The phenomenon of R&D globalisation is also distinguished by its concentration in the domains of software and information technology (IT). In this context, a new analysis examines how changes in innovation within firms and a shortage of human capital in the United States in the fields of software and IT have driven US multinational companies to establish and expand new innovation hubs abroad.
The analysis, by researchers at Carnegie Mellon University and Georgetown University, was published as a working paper by the National Bureau of Economic Research. "Our findings support the view that the globalization of US multinational R&D has reinforced the technological leadership of US-based firms in the information technology domain," notes Lee G Branstetter, professor of economics and public policy at Carnegie Melon University's Heinz College of Information Systems and Public Policy, who led the study. "And that multinationals' ability to access a global talent base could support a high rate of innovation even in the presence of the rising human resource cost of frontier R&D."
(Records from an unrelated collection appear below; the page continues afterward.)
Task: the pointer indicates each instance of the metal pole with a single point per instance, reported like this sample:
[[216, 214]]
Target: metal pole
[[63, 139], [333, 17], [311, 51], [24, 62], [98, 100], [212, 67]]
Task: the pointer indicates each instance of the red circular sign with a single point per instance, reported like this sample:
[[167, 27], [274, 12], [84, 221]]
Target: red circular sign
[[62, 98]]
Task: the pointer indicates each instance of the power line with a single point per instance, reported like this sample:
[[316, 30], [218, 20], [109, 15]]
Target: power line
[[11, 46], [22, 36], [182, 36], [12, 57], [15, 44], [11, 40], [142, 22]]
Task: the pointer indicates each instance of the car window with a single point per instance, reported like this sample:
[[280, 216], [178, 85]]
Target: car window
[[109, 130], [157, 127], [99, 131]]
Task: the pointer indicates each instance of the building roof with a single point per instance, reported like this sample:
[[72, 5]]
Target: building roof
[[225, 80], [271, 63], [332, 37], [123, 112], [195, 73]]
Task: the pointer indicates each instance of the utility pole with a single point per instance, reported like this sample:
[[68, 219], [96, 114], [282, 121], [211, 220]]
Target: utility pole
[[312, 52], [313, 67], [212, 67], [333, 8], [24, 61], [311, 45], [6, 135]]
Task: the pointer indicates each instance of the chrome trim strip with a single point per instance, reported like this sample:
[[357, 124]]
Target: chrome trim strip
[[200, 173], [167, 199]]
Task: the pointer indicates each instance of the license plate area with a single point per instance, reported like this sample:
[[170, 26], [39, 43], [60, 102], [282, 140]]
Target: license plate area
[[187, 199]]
The analysis documents three important issues — the growing globalisation of R&D, the increasing importance of software and IT to firms' innovation, and the rise of new R&D hubs and the differences in the types of activity done there. 
The researchers argue that these are not separate issues but are closely related, and that the shift toward increasing reliance on software and IT in innovation is driving multinational corporations abroad in search of scarce talent.
Based on their analysis, the researchers conclude that the United States is experiencing constraints on the supply of human capital in the fields of software and IT, which limit the possibilities for US-based multinational firms to be innovative. Global flows of investment, people, and ideas could help relax these constraints to some extent, they suggest, raising growth, productivity, and consumption possibilities worldwide. 
However, since the 1990s, the US labour market has become more closed to immigration, which, in some cases, has spurred firms to shift some of their R&D to the places from which they had recruited engineers. Education policies could also expand the supply of IT and software workers in the United States, they suggest.
The authors also document a sharp rise in outbound foreign direct investment focused on R&D at a time when US and other political leaders have assailed such investment for weakening US production, employment, and growth. In contrast, the authors' work suggests that the globalization of R&D by U.S. multinationals will strengthen these U.S.-based firms, by enabling them to continue to innovate in the face of human capital constraints.
"To the extent that the rapidly growing investments in global R&D networks are rational, they provide a new reason for worry that policymakers around the world are rejecting globalization," according to Britta M. Glennon, Ph.D. student at?Heinz College, who coauthored the study. "If a greater globalization of R&D is required to maintain a flow of innovations in the domains where technological opportunity is greatest, then de-globalization could have severe consequences for the future trajectory of growth and living standards."